An artificial intelligence (AI) tool is more effective than clinical prognostic markers for predicting long-term outcomes in patients with prostate cancer, according to a study presented at the ASCO Genitourinary Cancers Symposium 2022.
“AI tools have significant advantages over traditional risk stratification tools for patients with prostate cancer,” said Osama Mohamad, MD, PhD, of the University of California, San Francisco, when presenting this study at the meeting.
“They can perform across different needs…, they are quick, they are robust, they can be developed on thousands of patient samples without consuming any tissues. Thus, we think that AI tools represent a very good solution for global expansion of very useful prognostic markers for prostate cancer.”
Continue Reading
With their study, Dr Mohamad and colleagues used data from 5 phase 3 prostate cancer trials. To develop a multimodal AI tool, the researchers used pathology image data as well as clinical data, including T-stage, baseline prostate-specific antigen (PSA) level, combined Gleason score, primary Gleason, secondary Gleason, and age.

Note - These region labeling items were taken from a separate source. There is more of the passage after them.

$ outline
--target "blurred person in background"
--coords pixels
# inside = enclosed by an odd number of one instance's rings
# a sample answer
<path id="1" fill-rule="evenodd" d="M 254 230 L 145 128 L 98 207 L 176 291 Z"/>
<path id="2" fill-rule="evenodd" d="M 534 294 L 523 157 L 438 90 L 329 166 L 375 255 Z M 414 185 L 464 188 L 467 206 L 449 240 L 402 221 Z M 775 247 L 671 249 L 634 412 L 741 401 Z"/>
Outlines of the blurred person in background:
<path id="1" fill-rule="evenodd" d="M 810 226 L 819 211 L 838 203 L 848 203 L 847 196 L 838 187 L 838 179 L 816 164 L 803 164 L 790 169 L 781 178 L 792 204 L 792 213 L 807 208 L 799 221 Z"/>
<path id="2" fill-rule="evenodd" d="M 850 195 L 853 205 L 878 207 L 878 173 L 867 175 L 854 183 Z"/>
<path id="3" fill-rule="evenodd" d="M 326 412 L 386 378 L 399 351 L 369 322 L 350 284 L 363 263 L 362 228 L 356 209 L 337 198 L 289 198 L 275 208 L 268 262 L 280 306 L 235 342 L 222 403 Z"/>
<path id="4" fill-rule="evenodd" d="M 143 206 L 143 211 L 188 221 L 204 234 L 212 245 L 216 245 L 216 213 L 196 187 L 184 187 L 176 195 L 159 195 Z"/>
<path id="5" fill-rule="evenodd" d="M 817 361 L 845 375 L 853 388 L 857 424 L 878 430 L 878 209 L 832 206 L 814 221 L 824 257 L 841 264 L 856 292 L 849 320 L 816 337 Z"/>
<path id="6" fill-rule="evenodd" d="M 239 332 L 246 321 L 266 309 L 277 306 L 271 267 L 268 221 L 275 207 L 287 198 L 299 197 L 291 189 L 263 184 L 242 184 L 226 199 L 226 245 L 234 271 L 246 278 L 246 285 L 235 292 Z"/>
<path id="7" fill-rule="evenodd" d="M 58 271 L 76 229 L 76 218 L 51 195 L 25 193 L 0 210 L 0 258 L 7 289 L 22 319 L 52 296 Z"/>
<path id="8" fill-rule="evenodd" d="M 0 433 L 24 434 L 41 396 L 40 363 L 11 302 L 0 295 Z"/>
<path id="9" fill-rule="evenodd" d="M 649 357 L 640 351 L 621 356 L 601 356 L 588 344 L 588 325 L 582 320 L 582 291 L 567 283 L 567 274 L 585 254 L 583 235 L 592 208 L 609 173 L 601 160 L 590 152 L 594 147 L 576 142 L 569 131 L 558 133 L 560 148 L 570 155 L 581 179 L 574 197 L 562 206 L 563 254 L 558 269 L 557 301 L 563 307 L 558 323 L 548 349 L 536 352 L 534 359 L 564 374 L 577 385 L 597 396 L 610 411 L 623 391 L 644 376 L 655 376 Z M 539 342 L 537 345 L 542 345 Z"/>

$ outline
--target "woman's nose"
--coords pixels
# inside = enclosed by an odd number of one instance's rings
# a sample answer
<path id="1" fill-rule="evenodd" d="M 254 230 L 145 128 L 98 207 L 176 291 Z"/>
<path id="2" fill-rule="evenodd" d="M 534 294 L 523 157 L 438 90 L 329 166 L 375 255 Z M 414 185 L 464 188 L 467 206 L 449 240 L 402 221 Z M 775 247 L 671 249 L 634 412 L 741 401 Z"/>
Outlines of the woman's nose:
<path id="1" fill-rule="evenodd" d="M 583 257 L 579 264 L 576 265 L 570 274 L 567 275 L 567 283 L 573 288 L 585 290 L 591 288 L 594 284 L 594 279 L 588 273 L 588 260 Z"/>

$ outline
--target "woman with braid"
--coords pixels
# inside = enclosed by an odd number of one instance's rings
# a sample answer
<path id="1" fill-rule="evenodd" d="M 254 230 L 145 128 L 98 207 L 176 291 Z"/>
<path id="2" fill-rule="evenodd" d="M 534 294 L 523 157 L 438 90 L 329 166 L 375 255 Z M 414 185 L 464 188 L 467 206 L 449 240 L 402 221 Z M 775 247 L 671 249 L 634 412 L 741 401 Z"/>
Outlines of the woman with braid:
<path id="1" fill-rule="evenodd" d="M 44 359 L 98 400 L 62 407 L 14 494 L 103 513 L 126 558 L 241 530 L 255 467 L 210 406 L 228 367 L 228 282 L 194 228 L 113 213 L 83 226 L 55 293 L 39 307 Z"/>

The researchers then developed 6 models for predicting 6 outcomes — biochemical failure at 5 years and 10 years, distant metastasis at 5 years and 10 years, 10-year prostate cancer-specific survival (PCSS), and 10-year overall survival (OS).
The researchers used 16,204 pretreatment histopathology slides from 5654 patients to train and validate the models. The team used 80% of the samples to train the models and 20% to validate them.
The researchers then compared the AI tool to National Comprehensive Cancer Network (NCCN) guidelines, which use PSA, digital rectal examination, and Gleason score to risk stratify patients.
The AI tool outperformed the NCCN model for all endpoints, including:
- 5-year distant metastasis (area under the curve [AUC], 0.837 vs 0.735)
- 10-year distant metastasis (AUC, 0.781 vs 0.701)
- 5-year biochemical failure (AUC, 0.670 vs 0.585)
- 10-year biochemical failure (AUC, 0.657 vs 0.602)
- 10-year PCSS (AUC, 0.765 vs 0.677)
- 10-year OS (AUC, 0.652 vs 0.585).
Based on these results, Dr Mohamad concluded that the AI tool can successfully predict long-term, clinically relevant outcomes for patients with prostate cancer.
Disclosures: Some study authors declared affiliations with biotech, pharmaceutical, and/or device companies. Please see the original reference for a full list of disclosures.
Reference
Esteva A, Feng J, Huang S-C, et al. Development and validation of a prognostic AI biomarker using multi-modal deep learning with digital histopathology in localized prostate cancer on NRG Oncology phase III clinical trials. Presented at ASCO GU 2022; February 17-19, 2022. Abstract 222.